Daha önce sayısız defa paylaştım ama tekrar paylaşmam gerekiyor. İlk önce faizin formülü, sonra da reel faizin formülünü kast ediyorum.
Önce faizden başlayalım. Faiz, enflasyon ve risklerin fonksiyonudur. Yani bağımlı değişkendir. Dolayısıyla denklemi basitçe şu şekilde yazabiliriz:
Faiz = Enflasyon + Riskler + X, Y, Z
Her ne kadar denklem bir ‘eşitlik’ gibi gözükse de faiz bağımlı değişken olduğu için mükemmel bir simetride çalışmaz. Yani, enflasyon ve riskleri azaltınca faiz düşer ama faizi düşürünce enflasyon ve riskler azalmaz. Daha önce de söyledim, faiz bağımlı değişkendir ve denklemin diğer tarafını etkileyemez.

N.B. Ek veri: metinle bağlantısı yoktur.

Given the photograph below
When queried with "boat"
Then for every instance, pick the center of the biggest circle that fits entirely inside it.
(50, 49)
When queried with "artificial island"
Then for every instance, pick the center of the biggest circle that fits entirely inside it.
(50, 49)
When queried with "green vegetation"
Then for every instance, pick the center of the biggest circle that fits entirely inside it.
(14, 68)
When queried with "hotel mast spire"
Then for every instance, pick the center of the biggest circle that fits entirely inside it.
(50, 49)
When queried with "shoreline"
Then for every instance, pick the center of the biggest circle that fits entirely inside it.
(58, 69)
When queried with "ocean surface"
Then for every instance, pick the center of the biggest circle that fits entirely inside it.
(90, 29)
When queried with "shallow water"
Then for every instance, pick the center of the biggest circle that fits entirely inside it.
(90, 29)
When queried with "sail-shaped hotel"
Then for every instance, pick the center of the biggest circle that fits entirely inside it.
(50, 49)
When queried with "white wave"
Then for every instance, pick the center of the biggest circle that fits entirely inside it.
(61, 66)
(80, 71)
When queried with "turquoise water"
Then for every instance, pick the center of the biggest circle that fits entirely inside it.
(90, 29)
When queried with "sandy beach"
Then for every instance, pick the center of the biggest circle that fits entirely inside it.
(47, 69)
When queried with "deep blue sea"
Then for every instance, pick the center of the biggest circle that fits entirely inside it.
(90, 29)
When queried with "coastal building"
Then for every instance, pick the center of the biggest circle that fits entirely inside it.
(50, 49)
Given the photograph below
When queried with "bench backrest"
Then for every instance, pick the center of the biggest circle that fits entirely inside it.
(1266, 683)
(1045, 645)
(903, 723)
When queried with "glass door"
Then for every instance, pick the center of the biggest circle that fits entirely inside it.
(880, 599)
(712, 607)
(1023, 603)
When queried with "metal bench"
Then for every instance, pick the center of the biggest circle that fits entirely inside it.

Buradan hareketle, faizleri düşürmek için öncelikle enflasyonu ve piyasalar üzerinde baskı kuran risklerin azaltılması gerekir. Dolayısıyla faizleri düşürüp enflasyon ve riskleri azaltmak ne teoride ne de pratikte mümkün değil.
Şimdi reel faizle alakalı ilk formüle bakalım isterseniz:
Reel Faiz = Büyüme + (Faiz Dışı Fazla / Milli Gelir)
Bu denklemin yorumlanmasında da hata yapılmakta. Bir örnek verelim; eğer tahmini reel faiz 5 puan, milli gelir ise yüzde 5 bekleniyorsa, "Faiz Dışı Fazla vermeye gerek yok" denemez. Çünkü bizim gibi ülkelerde faiz dışı dengede her zaman fazla verilmesi gerekir. Çünkü kamu maliyesinin iki yakası bir araya gelmez. Disipline edilmesi şart. Kötü haberi vereyim. Maalesef 2023'e kadar yüksek büyüme ve sürekli yükselen enflasyona güvenerek, reel faizi düşük tutan, faiz dışı açık veren bir yaklaşımımız olacak.
Peki reel faizden anladığımız ne?
Maalesef reel faiz hesabını yanlış yapan çok kişi var. Reel faiz, aynı döneme ait nominal faiz ile enflasyonun farkıdır. Elbette bu durumda, reel faiz bir ‘teklif’ anlamına geliyor. Doğal olarak yatırımcıların ilerde enflasyonun yükseleceğine dair kanaatleri güçlenirse, daha yüksek nominal faiz isteyeceklerdir. Bu durumda yapılacak en doğru iş enflasyonu düşürmek olmalı. Ancak hükümetler genellikle büyümeyi hızlandırarak, kamu maliyesindeki kara deliği ve yükselen reel faizi yüzdürmeyi tercih etmekte. Çünkü enflasyonu ve riskleri düşürmek uzun iş.
Özetle enflasyonu tetikleyen ve yükselten faktörler artık kördüğüm haline geldiği için, birinci denklemi anlatırken bahsettiğim gibi faizleri zorla düşürerek büyümeyi hızlandırmak ve bu şekilde sebep-sonuç ilişkilerine müdahale etme arzusu zirve yapıyor. Hükümetler için bu tip yaklaşımlar "imkânsız bir açıdan gol atmaya çalışmak" gibi düşünüldüğü için, sonuç alınmasa da sürekli denenmekte.
"Bu sefer olacak" diyerek daha berbat ettiğim işleri düşünüp ders aldığım için, önünde sonunda bu yanlışın anlaşılacağına dair umudumu koruyorum.